Based on the 2017 American Academy of Pediatrics guidelines, the prevalence of high BP in children has increased.

HealthDay News — The prevalence and severity of high blood pressure (BP) in children have increased based on the 2017 American Academy of Pediatrics clinical practice guidelines, according to a study published online April 23 in JAMA Pediatrics.

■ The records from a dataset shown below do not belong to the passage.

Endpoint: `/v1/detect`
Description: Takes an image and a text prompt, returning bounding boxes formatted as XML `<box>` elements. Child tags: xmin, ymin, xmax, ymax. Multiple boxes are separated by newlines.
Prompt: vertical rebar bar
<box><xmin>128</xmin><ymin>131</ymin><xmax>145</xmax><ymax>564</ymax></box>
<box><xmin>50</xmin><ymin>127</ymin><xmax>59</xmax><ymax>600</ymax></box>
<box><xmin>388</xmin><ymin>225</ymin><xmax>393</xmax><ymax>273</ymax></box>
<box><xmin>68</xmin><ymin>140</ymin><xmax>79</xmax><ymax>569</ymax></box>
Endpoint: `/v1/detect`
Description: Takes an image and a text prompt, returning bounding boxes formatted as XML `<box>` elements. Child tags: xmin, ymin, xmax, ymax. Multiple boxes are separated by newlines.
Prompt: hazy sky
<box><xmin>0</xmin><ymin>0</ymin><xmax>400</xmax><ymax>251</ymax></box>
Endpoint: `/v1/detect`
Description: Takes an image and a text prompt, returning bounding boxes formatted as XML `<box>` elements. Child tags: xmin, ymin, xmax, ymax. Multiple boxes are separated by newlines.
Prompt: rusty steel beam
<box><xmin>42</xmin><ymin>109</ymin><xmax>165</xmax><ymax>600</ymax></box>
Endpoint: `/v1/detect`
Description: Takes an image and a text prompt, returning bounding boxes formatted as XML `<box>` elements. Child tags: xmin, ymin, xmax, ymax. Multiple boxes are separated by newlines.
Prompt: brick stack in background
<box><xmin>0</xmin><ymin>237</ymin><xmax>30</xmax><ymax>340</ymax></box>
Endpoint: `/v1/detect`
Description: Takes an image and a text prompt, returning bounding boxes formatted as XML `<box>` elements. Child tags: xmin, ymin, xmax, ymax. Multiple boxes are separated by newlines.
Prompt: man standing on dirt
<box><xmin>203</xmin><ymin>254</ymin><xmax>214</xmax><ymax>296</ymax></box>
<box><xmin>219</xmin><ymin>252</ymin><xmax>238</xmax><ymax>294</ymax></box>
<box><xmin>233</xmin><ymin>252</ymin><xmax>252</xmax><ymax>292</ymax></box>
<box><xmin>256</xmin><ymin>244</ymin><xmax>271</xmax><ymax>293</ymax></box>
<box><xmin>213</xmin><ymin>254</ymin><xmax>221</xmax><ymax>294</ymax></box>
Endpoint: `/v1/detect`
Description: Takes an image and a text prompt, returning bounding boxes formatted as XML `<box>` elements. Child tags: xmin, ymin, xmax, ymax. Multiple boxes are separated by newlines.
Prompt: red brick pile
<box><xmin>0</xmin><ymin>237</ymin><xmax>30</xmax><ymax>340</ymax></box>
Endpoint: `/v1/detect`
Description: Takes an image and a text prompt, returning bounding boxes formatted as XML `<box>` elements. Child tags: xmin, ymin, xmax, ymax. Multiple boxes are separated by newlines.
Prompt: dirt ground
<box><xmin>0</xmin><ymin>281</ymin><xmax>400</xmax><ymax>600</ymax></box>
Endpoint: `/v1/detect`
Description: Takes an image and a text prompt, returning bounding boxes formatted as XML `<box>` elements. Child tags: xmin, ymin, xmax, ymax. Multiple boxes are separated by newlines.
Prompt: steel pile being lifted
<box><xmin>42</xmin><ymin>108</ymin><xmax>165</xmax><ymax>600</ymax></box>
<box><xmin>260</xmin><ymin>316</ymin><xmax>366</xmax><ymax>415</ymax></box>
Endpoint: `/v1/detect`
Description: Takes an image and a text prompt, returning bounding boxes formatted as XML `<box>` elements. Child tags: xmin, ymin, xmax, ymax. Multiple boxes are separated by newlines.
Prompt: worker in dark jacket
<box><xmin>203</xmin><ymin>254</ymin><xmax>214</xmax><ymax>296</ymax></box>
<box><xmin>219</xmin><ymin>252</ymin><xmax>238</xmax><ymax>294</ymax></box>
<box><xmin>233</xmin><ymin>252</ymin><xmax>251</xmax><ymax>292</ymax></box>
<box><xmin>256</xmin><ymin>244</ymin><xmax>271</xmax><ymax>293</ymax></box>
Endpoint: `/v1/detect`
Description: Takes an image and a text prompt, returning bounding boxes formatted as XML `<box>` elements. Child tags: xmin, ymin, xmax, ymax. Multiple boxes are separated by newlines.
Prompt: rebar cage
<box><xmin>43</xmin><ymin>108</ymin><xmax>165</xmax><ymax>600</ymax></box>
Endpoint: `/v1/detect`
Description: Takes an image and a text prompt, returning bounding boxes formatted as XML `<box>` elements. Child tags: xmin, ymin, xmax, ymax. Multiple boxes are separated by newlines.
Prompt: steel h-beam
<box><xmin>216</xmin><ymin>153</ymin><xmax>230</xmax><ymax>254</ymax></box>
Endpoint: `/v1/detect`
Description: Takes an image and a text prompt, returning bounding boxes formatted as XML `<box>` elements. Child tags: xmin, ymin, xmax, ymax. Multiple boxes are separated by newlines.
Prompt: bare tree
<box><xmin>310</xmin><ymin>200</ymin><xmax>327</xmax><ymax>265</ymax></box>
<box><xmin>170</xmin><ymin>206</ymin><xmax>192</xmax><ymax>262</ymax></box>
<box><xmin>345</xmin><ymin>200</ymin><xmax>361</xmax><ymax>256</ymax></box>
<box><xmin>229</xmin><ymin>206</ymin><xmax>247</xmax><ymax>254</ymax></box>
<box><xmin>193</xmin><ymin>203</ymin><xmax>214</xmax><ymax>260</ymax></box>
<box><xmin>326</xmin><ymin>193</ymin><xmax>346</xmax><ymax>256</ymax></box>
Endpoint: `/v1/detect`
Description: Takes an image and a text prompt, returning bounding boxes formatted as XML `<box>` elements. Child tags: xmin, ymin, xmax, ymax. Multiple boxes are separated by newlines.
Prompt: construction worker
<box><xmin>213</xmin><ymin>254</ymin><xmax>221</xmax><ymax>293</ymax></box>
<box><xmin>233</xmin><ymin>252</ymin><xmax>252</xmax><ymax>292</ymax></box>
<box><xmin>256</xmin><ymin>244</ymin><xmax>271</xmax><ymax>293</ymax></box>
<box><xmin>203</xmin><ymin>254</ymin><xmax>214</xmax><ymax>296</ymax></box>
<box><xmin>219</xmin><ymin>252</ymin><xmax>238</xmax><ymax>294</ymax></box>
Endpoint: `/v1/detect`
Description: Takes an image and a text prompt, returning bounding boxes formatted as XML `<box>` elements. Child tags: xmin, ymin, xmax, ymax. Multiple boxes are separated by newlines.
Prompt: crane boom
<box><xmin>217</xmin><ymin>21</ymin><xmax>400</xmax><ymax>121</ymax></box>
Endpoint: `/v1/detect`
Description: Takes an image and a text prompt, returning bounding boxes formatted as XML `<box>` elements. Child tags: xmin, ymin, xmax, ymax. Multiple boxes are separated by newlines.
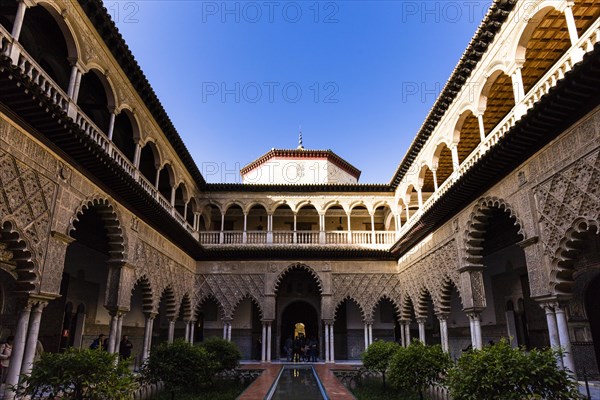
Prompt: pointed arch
<box><xmin>464</xmin><ymin>196</ymin><xmax>526</xmax><ymax>266</ymax></box>
<box><xmin>273</xmin><ymin>263</ymin><xmax>323</xmax><ymax>293</ymax></box>
<box><xmin>66</xmin><ymin>197</ymin><xmax>128</xmax><ymax>262</ymax></box>
<box><xmin>550</xmin><ymin>218</ymin><xmax>600</xmax><ymax>295</ymax></box>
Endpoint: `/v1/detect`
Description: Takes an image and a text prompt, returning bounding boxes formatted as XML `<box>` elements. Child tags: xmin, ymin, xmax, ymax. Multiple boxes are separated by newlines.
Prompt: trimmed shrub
<box><xmin>18</xmin><ymin>348</ymin><xmax>137</xmax><ymax>400</ymax></box>
<box><xmin>389</xmin><ymin>340</ymin><xmax>450</xmax><ymax>400</ymax></box>
<box><xmin>361</xmin><ymin>340</ymin><xmax>400</xmax><ymax>388</ymax></box>
<box><xmin>200</xmin><ymin>337</ymin><xmax>242</xmax><ymax>373</ymax></box>
<box><xmin>447</xmin><ymin>339</ymin><xmax>580</xmax><ymax>400</ymax></box>
<box><xmin>142</xmin><ymin>340</ymin><xmax>219</xmax><ymax>393</ymax></box>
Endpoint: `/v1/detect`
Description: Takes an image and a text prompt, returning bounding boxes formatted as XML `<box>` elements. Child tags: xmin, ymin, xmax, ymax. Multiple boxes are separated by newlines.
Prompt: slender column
<box><xmin>554</xmin><ymin>304</ymin><xmax>575</xmax><ymax>375</ymax></box>
<box><xmin>417</xmin><ymin>188</ymin><xmax>423</xmax><ymax>210</ymax></box>
<box><xmin>267</xmin><ymin>214</ymin><xmax>273</xmax><ymax>244</ymax></box>
<box><xmin>319</xmin><ymin>214</ymin><xmax>325</xmax><ymax>244</ymax></box>
<box><xmin>167</xmin><ymin>320</ymin><xmax>175</xmax><ymax>343</ymax></box>
<box><xmin>346</xmin><ymin>214</ymin><xmax>352</xmax><ymax>244</ymax></box>
<box><xmin>106</xmin><ymin>311</ymin><xmax>118</xmax><ymax>353</ymax></box>
<box><xmin>329</xmin><ymin>323</ymin><xmax>335</xmax><ymax>362</ymax></box>
<box><xmin>11</xmin><ymin>0</ymin><xmax>27</xmax><ymax>40</ymax></box>
<box><xmin>242</xmin><ymin>213</ymin><xmax>248</xmax><ymax>243</ymax></box>
<box><xmin>71</xmin><ymin>70</ymin><xmax>83</xmax><ymax>103</ymax></box>
<box><xmin>142</xmin><ymin>313</ymin><xmax>156</xmax><ymax>360</ymax></box>
<box><xmin>219</xmin><ymin>212</ymin><xmax>225</xmax><ymax>244</ymax></box>
<box><xmin>431</xmin><ymin>168</ymin><xmax>438</xmax><ymax>192</ymax></box>
<box><xmin>450</xmin><ymin>145</ymin><xmax>460</xmax><ymax>173</ymax></box>
<box><xmin>400</xmin><ymin>321</ymin><xmax>406</xmax><ymax>347</ymax></box>
<box><xmin>437</xmin><ymin>314</ymin><xmax>449</xmax><ymax>353</ymax></box>
<box><xmin>417</xmin><ymin>318</ymin><xmax>427</xmax><ymax>344</ymax></box>
<box><xmin>564</xmin><ymin>1</ymin><xmax>579</xmax><ymax>46</ymax></box>
<box><xmin>21</xmin><ymin>301</ymin><xmax>48</xmax><ymax>375</ymax></box>
<box><xmin>106</xmin><ymin>110</ymin><xmax>117</xmax><ymax>140</ymax></box>
<box><xmin>478</xmin><ymin>113</ymin><xmax>485</xmax><ymax>143</ymax></box>
<box><xmin>467</xmin><ymin>311</ymin><xmax>483</xmax><ymax>350</ymax></box>
<box><xmin>4</xmin><ymin>302</ymin><xmax>32</xmax><ymax>400</ymax></box>
<box><xmin>292</xmin><ymin>213</ymin><xmax>298</xmax><ymax>243</ymax></box>
<box><xmin>133</xmin><ymin>143</ymin><xmax>142</xmax><ymax>169</ymax></box>
<box><xmin>267</xmin><ymin>321</ymin><xmax>272</xmax><ymax>362</ymax></box>
<box><xmin>115</xmin><ymin>313</ymin><xmax>125</xmax><ymax>353</ymax></box>
<box><xmin>371</xmin><ymin>211</ymin><xmax>377</xmax><ymax>244</ymax></box>
<box><xmin>542</xmin><ymin>303</ymin><xmax>563</xmax><ymax>368</ymax></box>
<box><xmin>260</xmin><ymin>322</ymin><xmax>267</xmax><ymax>362</ymax></box>
<box><xmin>325</xmin><ymin>322</ymin><xmax>329</xmax><ymax>363</ymax></box>
<box><xmin>67</xmin><ymin>63</ymin><xmax>79</xmax><ymax>99</ymax></box>
<box><xmin>190</xmin><ymin>321</ymin><xmax>196</xmax><ymax>344</ymax></box>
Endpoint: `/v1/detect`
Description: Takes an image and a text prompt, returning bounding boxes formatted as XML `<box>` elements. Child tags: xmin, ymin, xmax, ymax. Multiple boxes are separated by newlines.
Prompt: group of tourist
<box><xmin>283</xmin><ymin>334</ymin><xmax>319</xmax><ymax>362</ymax></box>
<box><xmin>90</xmin><ymin>333</ymin><xmax>133</xmax><ymax>359</ymax></box>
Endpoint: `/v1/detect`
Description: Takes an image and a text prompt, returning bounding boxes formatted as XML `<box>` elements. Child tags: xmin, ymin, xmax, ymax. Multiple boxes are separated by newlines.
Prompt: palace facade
<box><xmin>0</xmin><ymin>0</ymin><xmax>600</xmax><ymax>396</ymax></box>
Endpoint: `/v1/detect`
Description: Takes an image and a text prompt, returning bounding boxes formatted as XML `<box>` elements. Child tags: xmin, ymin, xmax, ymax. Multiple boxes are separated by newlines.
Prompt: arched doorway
<box><xmin>273</xmin><ymin>265</ymin><xmax>323</xmax><ymax>357</ymax></box>
<box><xmin>279</xmin><ymin>300</ymin><xmax>319</xmax><ymax>357</ymax></box>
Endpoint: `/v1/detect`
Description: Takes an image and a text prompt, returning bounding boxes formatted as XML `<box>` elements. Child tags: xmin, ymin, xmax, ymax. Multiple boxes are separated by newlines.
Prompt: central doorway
<box><xmin>279</xmin><ymin>300</ymin><xmax>319</xmax><ymax>357</ymax></box>
<box><xmin>273</xmin><ymin>265</ymin><xmax>323</xmax><ymax>358</ymax></box>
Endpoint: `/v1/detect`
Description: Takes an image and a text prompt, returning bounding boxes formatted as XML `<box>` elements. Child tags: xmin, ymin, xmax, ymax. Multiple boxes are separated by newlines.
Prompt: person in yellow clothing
<box><xmin>0</xmin><ymin>336</ymin><xmax>15</xmax><ymax>383</ymax></box>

Atul K. Sharma, M.D., from the University of Manitoba in Winnipeg, Canada, and colleagues examined the consequences of the American Academy of Pediatrics clinical practice guidelines for the management of elevated BP in children. Guidelines from 2004 and 2017 were applied to classify BP in 15,647 generally healthy, low-risk children aged 5 to 18 years. Children whose BP was reclassified upward (cases) were matched by sex, age, and height with controls with normal BP.

The researchers found that the estimated (weighted) population prevalence of elevated BP increased from 11.8 to 14.2 percent. Overall, 5.8 percent of children had newly diagnosed hypertension or a worsening in clinical stage, representing a substantial increase in disease burden for the health care system. The likelihood of being overweight or obese, with higher z scores for weight, waist circumference, and body mass index, was increased for children whose BP was reclassified upward. There was also an increase in the prevalence of abnormal laboratory test results, with adverse lipid profiles and increased hemoglobin A1c levels.

"Clustering of cardiovascular risk factors in otherwise healthy U.S. children suggests that those whose BP was reclassified represent a high-risk population whose cardiovascular risk may previously have been underestimated," the authors write.